But the world? Well, the world is the world.


Ever since I was little, I realised I wanted to explore the world. My little tiny corner of northern Ohio was never enough for me. I might have caught the travel bug from my older brother Nick, who stormed off in fit of defiance to go live in Texas and try to make it big as a drummer for a rock band

(they failed and he snorted up any profits he might have made, and came running back to the safety of Ohio when he found himself in real trouble some twenty years later).


My first plane flight was to visit him during my college spring break, and I thought Houston was the most magnificent thing I’d ever seen (which just goes to show you how much I loved travel itself, I think, as I’ve visited Houston since then, and, I have to say, it’s a shit-hole)


But my own impetus is more than just travel, just visiting a place. It’s the idea of having lived fully immersed in another culture. Every time I heard some military kid talk about having lived in Florence or Guam or Berlin, I would feel this dreamy longing come over me. How lucky they were to have had a parent whose job it was to live in another country!


Then I started to travel more myself. My trips abroad with my future ex-husband frequently included an entire week spent renting a flat in a small village, usually in the French countryside, where we could explore the smaller things: little local hikes, a bike ride to a nearby vineyard, shopping for fresh fare at the Wednesday market then cooking up a simple meal in our flat’s small kitchen. For those moments, like walking into the same boulangerie for my morning croissant each day, I felt like a resident of the village.
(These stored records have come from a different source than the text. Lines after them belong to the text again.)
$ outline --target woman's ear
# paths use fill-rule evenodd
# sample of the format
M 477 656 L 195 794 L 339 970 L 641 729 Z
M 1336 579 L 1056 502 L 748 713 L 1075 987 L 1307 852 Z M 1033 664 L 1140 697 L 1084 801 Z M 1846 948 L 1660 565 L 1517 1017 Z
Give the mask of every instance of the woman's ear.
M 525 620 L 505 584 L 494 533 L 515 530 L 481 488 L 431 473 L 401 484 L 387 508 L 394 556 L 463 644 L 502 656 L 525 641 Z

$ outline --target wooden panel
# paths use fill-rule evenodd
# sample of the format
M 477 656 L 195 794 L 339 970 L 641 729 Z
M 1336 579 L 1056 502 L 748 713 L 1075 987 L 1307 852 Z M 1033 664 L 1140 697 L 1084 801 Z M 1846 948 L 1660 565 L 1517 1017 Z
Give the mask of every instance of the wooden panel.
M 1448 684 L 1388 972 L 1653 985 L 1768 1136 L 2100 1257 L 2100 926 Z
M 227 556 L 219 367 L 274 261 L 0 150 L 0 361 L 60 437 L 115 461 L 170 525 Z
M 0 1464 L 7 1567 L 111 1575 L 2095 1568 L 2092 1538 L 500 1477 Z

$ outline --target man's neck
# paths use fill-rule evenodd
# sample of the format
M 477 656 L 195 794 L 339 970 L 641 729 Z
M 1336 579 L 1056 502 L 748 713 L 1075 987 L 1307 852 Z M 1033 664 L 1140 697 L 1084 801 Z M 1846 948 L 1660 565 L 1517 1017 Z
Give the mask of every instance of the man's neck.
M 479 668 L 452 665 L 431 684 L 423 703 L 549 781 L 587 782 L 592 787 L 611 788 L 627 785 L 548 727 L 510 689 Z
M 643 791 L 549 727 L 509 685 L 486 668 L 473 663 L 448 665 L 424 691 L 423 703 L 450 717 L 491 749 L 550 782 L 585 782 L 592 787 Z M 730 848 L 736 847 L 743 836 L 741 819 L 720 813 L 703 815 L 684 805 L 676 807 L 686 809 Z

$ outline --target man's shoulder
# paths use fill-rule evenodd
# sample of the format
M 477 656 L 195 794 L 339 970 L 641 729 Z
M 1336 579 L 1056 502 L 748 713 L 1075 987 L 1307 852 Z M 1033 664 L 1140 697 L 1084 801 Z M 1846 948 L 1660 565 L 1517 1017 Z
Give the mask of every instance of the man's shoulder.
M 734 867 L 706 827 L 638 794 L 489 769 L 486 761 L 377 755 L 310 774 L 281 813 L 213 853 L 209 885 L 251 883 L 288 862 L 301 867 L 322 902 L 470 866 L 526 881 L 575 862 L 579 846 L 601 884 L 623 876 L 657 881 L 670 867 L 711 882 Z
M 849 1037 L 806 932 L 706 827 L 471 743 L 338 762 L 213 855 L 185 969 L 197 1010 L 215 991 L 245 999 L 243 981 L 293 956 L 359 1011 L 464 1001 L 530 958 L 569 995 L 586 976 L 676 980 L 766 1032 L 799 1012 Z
One of my favourite travel memories was a week we spent in a tiny town called Nantoux about five miles outside Beaune in Burgundy. The village was so small there weren’t even any shops there. But those clever and practical French, they’d arranged to have a small van pull into the church (of course there was a church) parking lot each morning at 7am. It would sound a klaxon to announce its arrival. On Mondays, Wednesdays, and Fridays, it sold bread and pastries; on Tuesdays and Thursdays, meat and fish. -- That was also the flat whose loo door featured a large poster of a chimpanzee sitting on the toilet reading a newspaper. My brain is full of such charming travel memories.


Of course this post is about why I left Anchorage, friends I love, a job which had some pretty strong positive points, and thousands of acres of local wilderness, for something else, entirely unknown. And the best answer is: The World. And, maybe, time.


Now in my fifties, I already feel my body changing. It’s been a gentle reminder (and at times not so gentle) that I’m not going to live forever. Or I may not live healthfully forever. I could fall ill or become injured in such a way that impairs independent living. Not everyone lives to be ninety-five then dies quietly in their sleep. But just now in my life, I am fortunate to be healthy and whole. Seems a shame to waste that gift.


And I’m employable. Perhaps not by those who are closed-minded to the value an older “new” employee might add to a workplace, but I know my worth and feel confident someone else might recognize that, as well.


But this is just the fear creeping in, these justifications. The purest reason for me leaving is that *I* want to be one of those people who, later in life, is comforted by memories of having worked as a vet in Wales for six or seven years. Or having run a hiking company through the GR trails of the Jura region of France. Or working for a vintner on the south island of New Zealand for a while.


Most of my friends have similar wanderlust but other anchors and obligations, usually family -- children, husbands, parents. I have none of those things, for good and bad. But some people just don’t understand my motivation at all. They get this quizzical look as if I’ve just expressed an interest in learning to ride ostriches. “Umm, okay.”



But that’s okay. In fact, that’s sort of the whole point, really. How big the world is and how many different types of people there are in it. I want to experience that, first hand, as more than a visitor. On some level, I don’t think I even really care where I go. Of course language is an issue, and though I do speak French and Spanish, I don’t speak either like a native -- maybe enough to run a take-away food shop, but probably not enough to coordinate travel plans for locals on holiday.


So, then, the World. The big wide wonderful world. I’m going to go out into it for the same reason people climb mountains: Because it’s there.